Sadly, democratically elected politicians are a good analogy of commercial products. My problem is finding an analogy for public broadcasters in the political arena.

Social norms
There are psychological weak points unaccounted for in the market theory. Classical theory assumes rational demanders, who pay in proportion to the utility the goods provide. But there is another motivation factor: identity utility, derived by performing actions that conform to social norms (Akerlof & Kranton, 2010). This force explains phenomena like the rationally unexplainable concentrations of men and women in different job profiles. This is how (and not through some rational thought) the practice of paying thousands of times the value for bottled water is perpetuated. Companies with big market power realise this, and establish the norms that suit them by artefacts that obviously add no value for the society at large like advertisements.

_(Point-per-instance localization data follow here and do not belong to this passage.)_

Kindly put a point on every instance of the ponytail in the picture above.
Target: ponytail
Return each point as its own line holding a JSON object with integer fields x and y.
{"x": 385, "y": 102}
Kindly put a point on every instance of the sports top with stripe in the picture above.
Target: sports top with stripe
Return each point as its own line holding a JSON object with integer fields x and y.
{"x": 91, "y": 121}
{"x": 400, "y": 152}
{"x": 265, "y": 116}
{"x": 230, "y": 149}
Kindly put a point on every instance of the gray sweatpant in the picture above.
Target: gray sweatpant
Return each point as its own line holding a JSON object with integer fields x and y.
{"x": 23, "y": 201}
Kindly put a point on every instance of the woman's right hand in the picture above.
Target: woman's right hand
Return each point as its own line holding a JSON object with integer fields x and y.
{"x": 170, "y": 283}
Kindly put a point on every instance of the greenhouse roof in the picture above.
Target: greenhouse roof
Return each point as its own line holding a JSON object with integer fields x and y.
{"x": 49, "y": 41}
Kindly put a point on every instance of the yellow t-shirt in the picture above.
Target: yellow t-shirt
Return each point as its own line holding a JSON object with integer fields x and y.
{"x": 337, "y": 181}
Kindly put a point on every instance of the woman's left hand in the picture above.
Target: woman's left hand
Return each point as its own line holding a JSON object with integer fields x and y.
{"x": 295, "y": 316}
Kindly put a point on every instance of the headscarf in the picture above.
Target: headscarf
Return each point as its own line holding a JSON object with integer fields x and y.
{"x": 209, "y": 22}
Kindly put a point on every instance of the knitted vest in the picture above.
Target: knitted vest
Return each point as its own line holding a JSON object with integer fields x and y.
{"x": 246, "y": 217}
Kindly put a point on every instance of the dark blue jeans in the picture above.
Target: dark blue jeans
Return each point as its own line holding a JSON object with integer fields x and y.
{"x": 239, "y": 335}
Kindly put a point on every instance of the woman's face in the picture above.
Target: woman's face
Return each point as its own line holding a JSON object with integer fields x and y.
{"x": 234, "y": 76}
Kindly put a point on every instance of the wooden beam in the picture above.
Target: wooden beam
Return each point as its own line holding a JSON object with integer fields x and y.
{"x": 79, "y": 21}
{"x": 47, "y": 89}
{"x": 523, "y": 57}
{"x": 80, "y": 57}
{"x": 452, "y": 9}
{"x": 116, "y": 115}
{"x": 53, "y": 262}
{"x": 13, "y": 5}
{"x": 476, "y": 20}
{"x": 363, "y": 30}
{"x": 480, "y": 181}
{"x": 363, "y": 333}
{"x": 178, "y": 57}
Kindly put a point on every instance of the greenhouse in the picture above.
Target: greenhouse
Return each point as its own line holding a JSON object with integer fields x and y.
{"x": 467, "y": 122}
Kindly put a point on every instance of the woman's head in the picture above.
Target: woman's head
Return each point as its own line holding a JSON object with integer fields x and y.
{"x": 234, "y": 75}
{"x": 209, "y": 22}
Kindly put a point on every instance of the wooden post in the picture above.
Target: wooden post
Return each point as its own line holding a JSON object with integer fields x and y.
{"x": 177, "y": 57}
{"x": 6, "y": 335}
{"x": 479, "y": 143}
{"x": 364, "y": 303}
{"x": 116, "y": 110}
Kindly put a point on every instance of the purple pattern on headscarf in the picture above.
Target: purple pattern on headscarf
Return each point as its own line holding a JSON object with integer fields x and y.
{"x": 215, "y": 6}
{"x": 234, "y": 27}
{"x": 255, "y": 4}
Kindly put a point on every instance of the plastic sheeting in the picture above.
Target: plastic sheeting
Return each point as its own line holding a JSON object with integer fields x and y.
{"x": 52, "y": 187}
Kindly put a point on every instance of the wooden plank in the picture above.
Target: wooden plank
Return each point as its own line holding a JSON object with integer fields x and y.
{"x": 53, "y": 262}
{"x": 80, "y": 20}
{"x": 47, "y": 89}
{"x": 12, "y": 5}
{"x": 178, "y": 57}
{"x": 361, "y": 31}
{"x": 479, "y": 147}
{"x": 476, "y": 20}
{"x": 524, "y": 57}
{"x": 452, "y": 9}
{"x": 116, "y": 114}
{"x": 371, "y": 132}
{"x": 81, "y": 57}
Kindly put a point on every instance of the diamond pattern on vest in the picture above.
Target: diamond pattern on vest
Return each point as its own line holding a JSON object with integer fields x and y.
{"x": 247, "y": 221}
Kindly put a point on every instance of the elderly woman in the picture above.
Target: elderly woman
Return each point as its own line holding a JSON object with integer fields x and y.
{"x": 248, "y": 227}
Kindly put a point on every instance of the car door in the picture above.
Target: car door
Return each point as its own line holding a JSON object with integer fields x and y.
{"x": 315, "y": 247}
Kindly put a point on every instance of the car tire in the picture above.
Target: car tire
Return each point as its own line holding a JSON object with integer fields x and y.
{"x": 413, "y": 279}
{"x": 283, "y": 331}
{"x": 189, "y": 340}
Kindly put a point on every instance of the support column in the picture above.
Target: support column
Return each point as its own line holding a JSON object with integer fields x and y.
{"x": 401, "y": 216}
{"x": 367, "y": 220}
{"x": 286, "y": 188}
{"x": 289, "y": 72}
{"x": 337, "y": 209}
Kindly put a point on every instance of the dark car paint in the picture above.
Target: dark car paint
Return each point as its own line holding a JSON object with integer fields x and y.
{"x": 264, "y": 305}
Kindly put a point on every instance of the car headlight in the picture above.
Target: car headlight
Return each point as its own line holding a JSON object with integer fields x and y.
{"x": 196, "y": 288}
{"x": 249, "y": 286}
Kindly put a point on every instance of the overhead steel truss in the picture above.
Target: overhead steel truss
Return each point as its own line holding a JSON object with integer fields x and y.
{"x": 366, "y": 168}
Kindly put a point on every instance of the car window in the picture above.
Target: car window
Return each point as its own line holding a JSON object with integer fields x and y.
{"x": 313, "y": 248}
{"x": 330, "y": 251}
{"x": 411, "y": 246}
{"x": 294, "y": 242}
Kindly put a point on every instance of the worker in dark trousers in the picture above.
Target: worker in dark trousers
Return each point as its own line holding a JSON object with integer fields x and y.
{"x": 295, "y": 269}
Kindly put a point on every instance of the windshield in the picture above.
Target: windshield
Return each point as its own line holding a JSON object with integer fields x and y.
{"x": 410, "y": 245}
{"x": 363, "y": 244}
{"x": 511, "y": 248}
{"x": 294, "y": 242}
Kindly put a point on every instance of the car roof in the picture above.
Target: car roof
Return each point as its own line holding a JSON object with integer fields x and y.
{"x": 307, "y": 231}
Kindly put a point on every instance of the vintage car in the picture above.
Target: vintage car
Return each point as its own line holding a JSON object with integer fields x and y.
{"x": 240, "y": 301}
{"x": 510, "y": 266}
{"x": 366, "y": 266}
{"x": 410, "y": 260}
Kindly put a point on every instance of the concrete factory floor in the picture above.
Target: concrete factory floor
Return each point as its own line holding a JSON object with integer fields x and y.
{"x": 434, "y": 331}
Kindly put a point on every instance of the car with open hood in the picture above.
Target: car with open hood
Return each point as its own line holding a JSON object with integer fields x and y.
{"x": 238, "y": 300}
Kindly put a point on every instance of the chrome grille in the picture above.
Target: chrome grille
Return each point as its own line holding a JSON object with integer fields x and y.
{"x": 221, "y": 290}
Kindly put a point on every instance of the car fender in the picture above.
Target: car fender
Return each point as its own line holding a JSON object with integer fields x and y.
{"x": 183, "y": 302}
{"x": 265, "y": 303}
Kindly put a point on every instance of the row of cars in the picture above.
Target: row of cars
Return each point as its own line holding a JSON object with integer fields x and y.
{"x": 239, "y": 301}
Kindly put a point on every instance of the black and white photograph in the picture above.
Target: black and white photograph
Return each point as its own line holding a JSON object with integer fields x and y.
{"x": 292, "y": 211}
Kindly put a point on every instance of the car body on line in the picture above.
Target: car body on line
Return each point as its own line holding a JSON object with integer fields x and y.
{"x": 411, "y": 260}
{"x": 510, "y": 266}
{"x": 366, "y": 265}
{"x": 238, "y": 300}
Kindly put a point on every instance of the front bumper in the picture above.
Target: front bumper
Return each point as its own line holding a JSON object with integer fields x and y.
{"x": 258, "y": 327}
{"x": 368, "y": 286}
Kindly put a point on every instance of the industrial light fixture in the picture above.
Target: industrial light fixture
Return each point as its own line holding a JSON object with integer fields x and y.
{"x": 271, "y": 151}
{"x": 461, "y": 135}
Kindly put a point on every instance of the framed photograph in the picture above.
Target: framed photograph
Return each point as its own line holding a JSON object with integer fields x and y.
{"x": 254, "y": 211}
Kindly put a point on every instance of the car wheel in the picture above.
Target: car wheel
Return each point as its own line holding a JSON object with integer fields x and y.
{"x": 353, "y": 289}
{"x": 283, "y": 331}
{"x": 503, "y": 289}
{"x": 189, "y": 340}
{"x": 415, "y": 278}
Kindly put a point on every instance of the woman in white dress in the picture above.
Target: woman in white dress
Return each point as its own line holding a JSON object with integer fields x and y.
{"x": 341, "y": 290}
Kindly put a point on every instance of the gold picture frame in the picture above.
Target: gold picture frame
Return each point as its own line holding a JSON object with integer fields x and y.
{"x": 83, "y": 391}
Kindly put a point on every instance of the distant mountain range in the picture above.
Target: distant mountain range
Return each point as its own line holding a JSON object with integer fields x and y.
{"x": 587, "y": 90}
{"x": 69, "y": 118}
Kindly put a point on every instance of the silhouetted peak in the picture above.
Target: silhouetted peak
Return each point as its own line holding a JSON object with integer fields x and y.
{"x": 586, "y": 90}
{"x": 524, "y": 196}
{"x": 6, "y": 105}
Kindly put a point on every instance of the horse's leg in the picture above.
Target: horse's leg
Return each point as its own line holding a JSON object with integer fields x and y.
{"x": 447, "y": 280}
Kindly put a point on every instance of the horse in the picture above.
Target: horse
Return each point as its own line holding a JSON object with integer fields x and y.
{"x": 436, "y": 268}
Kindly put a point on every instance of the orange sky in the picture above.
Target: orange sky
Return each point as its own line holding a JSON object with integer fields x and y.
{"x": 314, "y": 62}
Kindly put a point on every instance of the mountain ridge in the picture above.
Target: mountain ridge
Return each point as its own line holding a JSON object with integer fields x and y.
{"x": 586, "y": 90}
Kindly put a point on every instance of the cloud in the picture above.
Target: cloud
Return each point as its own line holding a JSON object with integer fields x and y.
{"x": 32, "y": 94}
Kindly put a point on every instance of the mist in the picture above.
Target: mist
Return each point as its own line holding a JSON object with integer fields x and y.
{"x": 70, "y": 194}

We could see how an overpowering social change like the Second World War could wipe the established irrational norms in job distribution: when there were no men to do the “manly” jobs, women filled the void, and thus created a new social norm. The end result is a more equitable and efficient labour force. Of course, we don’t need to create war to present a unified, overpowering force (central social planning?) to get rid of outdated norms inherited from different times, or inefficient and exploitative norms imposed by special interest. Hysterical slogans like “nanny state”, “big brother” will inevitably arise in the wake of such action. These slogans have their place, but not if a benevolent public representative with foresight exerts efforts to change what the market is never going to do on its own-another wrong application of a powerful idea, but that is another topic for another day.